Accompagnée de Justine Nolan et Andy Symington, deux collègues de l’Université de Nouvelle-Galles du Sud à Sydney en Australie, la chercheuse genevoise a voulu en avoir le cœur net et a pris rendez-vous avec Aldemy Cerqueira Maia Longa, un authentique séringuéro brésilien dont le métier consiste à collecter du latex. Un travail pour lequel lui ainsi que 1500 autres ouvriers répartis dans l’État brésilien d’Acre sont payés plus que convenablement.

« En plus du salaire de base versé pour la production du caoutchouc, l’entreprise française offre en effet une prime si le séringuéro, qui est aussi fermier à temps partiel, renonce à déboiser pour faire paître son bétail, explique Dorothée Baumann-Pauly, qui est également directrice du Geneva Center for Business and Human Rights. L’élevage, l’activité la plus lucrative dans cette région, est en effet la première cause de la déforestation. Mais l’incitation de Veja est alléchante. La prime qu’elle propose fait plus que doubler le prix du caoutchouc. Si bien que la récolte du latex représente désormais plus de 30 % du revenu des séringuéros. »

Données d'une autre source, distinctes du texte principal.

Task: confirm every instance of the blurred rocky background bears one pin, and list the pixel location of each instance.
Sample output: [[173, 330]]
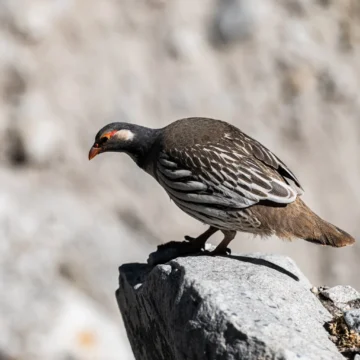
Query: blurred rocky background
[[285, 71]]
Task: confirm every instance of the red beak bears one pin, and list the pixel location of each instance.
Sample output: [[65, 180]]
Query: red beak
[[93, 152]]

Le respect du contrat est vérifié grâce à des images satellites et à des contrôles sur place effectués par les employés de Cooperacre, la coopérative régionale basée à Rio Branco qui fait le lien entre Veja et les producteurs.

Plus de 40 °C
L’accueil dans le village est chaleureux – c’est-à-dire à la fois sympathique et littéralement chaud, avec un thermomètre qui dépasse les 40° au milieu de la journée. Des poulets courent partout. L’un d’eux finira d’ailleurs dans la casserole pour un des soupers du séjour. Une antenne satellite trône au coin d’une rue. Son emplacement désigne de fait le centre du village. C’est là que les enfants et les jeunes se regroupent avec leur téléphone mobile, en particulier le soir, pour bénéficier d’une connexion Internet capricieuse.

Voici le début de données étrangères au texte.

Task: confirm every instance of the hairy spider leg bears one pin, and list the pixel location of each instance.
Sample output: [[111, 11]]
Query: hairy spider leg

Les hamacs des visiteurs sont suspendus dans la baraque communautaire à côté de l’école. L’abri est ouvert aux quatre vents, mais le principal est d’avoir un toit au-dessus de sa tête. C’est en effet la saison des pluies et celles-ci ne se gênent pas pour tomber en trombe, même en pleine nuit.

Le travail d’Aldemy Cerqueira Maia Longa commence à 2 heures du matin. Dans le noir complet, il quitte son village après avoir allumé sa lampe frontale qui remplace l’antique lampe à gaz de ses ancêtres et dont le village conserve quelques exemplaires. Son circuit commence par une longue approche à travers des terres défrichées, envahies par les herbes hautes destinées au bétail. Il suit un étroit sentier qui le mène directement dans la forêt. Là commence un itinéraire connu de lui seul.

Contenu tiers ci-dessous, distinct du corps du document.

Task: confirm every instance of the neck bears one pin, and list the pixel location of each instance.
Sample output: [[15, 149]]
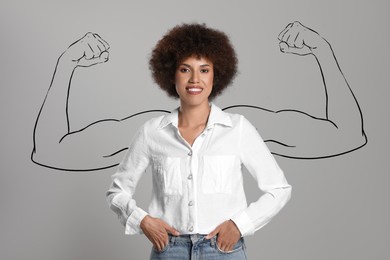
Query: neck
[[194, 115]]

Au premier hévéa de son circuit, il sort un couteau courbé et aiguisé – un outil qui n’a pas changé à travers les âges – avec lequel il ouvre dans l’écorce une longue entaille en biais. Elle est assez profonde pour faire sortir le latex mais pas trop pour ne pas tuer l’arbre. Son salaire dépend de la sûreté de son coup de canif qui ne met pas en danger la survie des arbres. La nouvelle encoche vient s’ajouter à celles des nuits précédentes qui dessinent sur l’écorce une série de stries très serrées. Un petit récipient placé en bas du sillon recueille la précieuse sève. La fraîcheur de la nuit permet à la substance blanche et visqueuse de rester liquide. Sous la chaleur de la journée, elle coagulerait et son écoulement s’arrêterait rapidement.

Le métier du séringuéro n’est pas sans risques. Les morsures de serpent l’obligent à se chausser de bottes en caoutchouc. Il entend également feuler le jaguar quasiment à chacune de ses sorties. Mais il ne l’a encore jamais croisé. Parfois, il emmène son fils pour l’initier au métier que lui-même a appris de ses parents et qui se transmet ainsi depuis des générations. En trois heures, Aldemy Cerqueira Maia Longa entaille une centaine d’hévéas sauvages. Ensuite, il revient sur ses pas pour récolter les récipients remplis du latex qui a eu le temps de se figer. En tout, l’ouvrier parcourt une dizaine de kilomètres dans sa ronde nocturne. Il peut ainsi récolter environ 400 kg de caoutchouc par saison. Et ce, sans menacer l’intégrité de la forêt. De décembre à février, les arbres sont laissés tranquilles et peuvent régénérer leur écorce.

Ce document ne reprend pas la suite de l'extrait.